LCLS users want "reliability, flexibility and immediacy,” said Sebastian Carron Montero, an engineering physicist who works on data systems for the Atomic, Molecular and Optical Science instrument at LCLS. “To have all of them at the same time is very demanding. And each one of them is using different tools."
An equal playing field for data access
Carron Montero added that in particle physics it's common to immediately and aggressively filter the data to single out particular types of events. But at LCLS, "We tend to collect most of the data, which puts an enormous burden on our data system. That makes our system here quite big and difficult to manage."
The amount of data produced by experiments can vary widely, Perazzo said, noting that his team has upgraded the data acquisition capabilities to capture up to 10 gigabytes per second, enough to handle the load from simultaneous experiments and larger detectors.
Some teams choose to store and analyze their data at SLAC, while others transfer data over high-speed scientific computing networks. Larger teams may bring their own data experts to LCLS for experiments.
There is a push to improve the user interface to make LCLS data tools more accessible to scientists, offer more real-time data during experiments, train staff to work more closely with users on learning the data systems and continue to work toward common data standards.
"Our job is to make it so all of the groups have the ability to extract science from the data. We need to find a language that works for the entire community and we need to lower the threshold that is required to start out," Perazzo said. "Something we have learned is that we really need to sit with them. We want to establish a closer relationship on the data-analysis side."
The next generation
As data demands increase, a likely solution will be the routine high-speed transfer of data to other data storehouses, where it can remain accessible for longer periods of time, freeing up LCLS to accept data from new experiments.

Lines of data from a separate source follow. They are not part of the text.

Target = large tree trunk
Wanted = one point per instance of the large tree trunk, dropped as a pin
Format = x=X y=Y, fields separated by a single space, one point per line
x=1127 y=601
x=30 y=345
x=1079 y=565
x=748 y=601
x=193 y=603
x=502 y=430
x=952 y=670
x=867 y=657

Perazzo said his department's system for handling LCLS data is scalable to meet these challenges, noting that other X-ray laser facilities launching over the next several years, including the European X-ray Free-Electron Laser project in Germany, are considering LCLS as a model for their own data systems.
"I do believe we are in the right spot," said Perazzo. "The next generation is actually looking at our systems."
Click infographic to view larger size.
Managing large data is the topic for an upcoming National User Facility Organization annual meeting that will be held from June 19-21 at Lawrence Berkeley National Laboratory. SLAC's Amedeo Perazzo is scheduled to present a talk on "Data Management at the LCLS" at 1 p.m. June 20.